By Isaac Cohen*
Figures released by the bipartisan Congressional Budget Office, this week, reveal that spending cuts and increased revenue are drastically reducing the federal budget deficit to the lowest level of the last five years.
So far this year, an increase of 14 percent in revenues, mostly from higher individual income and social security taxes, has made the largest contribution to the reduction in the budget gap. The federal government is also spending less. Compared to the same period in fiscal year 2012, federal spending decreased 4 percent this year, mostly due to the mandatory budget cuts, agreed by both Republicans and Democrats in 2011. For instance, this year, defense spending decreased 7 percent and unemployment benefits fell 24 percent.
In all, for fiscal year 2013 which ends on September 30, the projection is that the federal budget deficit will reach $606 billion, down from $975 billion in 2012, an impressive reduction of almost $370 billion.
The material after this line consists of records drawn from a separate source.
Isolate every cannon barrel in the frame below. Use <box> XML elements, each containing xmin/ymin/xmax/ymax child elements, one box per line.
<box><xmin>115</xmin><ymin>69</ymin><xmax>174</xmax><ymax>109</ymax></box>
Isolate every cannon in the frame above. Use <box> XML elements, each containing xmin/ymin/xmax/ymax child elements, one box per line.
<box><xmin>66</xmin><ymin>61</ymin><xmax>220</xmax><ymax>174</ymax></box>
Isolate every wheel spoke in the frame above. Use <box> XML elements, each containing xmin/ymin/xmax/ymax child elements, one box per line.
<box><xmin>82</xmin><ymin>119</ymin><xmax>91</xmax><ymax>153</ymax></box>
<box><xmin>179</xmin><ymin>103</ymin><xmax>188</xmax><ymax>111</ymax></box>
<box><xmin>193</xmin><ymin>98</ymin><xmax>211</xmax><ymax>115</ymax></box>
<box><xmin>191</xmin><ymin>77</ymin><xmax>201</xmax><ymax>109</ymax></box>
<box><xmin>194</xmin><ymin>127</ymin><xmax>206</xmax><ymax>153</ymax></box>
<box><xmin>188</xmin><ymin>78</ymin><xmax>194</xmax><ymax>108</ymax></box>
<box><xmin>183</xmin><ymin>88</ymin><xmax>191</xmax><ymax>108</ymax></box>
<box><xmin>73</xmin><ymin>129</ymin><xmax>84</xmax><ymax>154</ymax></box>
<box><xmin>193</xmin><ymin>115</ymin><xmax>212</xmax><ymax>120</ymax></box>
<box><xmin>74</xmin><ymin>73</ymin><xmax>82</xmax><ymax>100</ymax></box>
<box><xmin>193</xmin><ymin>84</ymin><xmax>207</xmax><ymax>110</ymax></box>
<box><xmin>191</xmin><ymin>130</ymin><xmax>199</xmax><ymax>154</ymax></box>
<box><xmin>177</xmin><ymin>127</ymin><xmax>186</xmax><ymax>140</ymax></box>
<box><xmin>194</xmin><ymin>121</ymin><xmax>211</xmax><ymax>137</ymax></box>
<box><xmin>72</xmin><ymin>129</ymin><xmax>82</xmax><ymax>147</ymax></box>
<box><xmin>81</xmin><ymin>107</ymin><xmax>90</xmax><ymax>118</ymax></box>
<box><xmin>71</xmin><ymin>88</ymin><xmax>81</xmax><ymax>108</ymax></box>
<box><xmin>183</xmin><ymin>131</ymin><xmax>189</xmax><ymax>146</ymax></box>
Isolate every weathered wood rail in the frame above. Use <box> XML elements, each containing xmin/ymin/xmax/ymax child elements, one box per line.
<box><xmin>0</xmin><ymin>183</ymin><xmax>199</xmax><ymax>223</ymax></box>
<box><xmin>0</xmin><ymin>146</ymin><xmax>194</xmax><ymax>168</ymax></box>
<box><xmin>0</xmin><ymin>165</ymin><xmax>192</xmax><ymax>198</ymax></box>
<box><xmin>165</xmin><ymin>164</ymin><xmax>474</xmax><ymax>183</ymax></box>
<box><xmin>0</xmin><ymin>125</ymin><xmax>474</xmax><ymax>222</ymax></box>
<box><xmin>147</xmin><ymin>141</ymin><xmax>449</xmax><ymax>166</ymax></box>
These figures on fiscal tightening confirm the Federal Reserve conclusion that fiscal policy is restraining US economic growth. Princeton Professor Alan Blinder estimates that without fiscal restraint, this year, the US economy could grow more vigorously, at close to 4 percent, instead of less than 2 percent projected for this year by the International Monetary Fund.
*International analyst and consultant. Commentator on economic and financial issues for CNN en Español TV and radio. Former Director, UNECLAC Washington Office.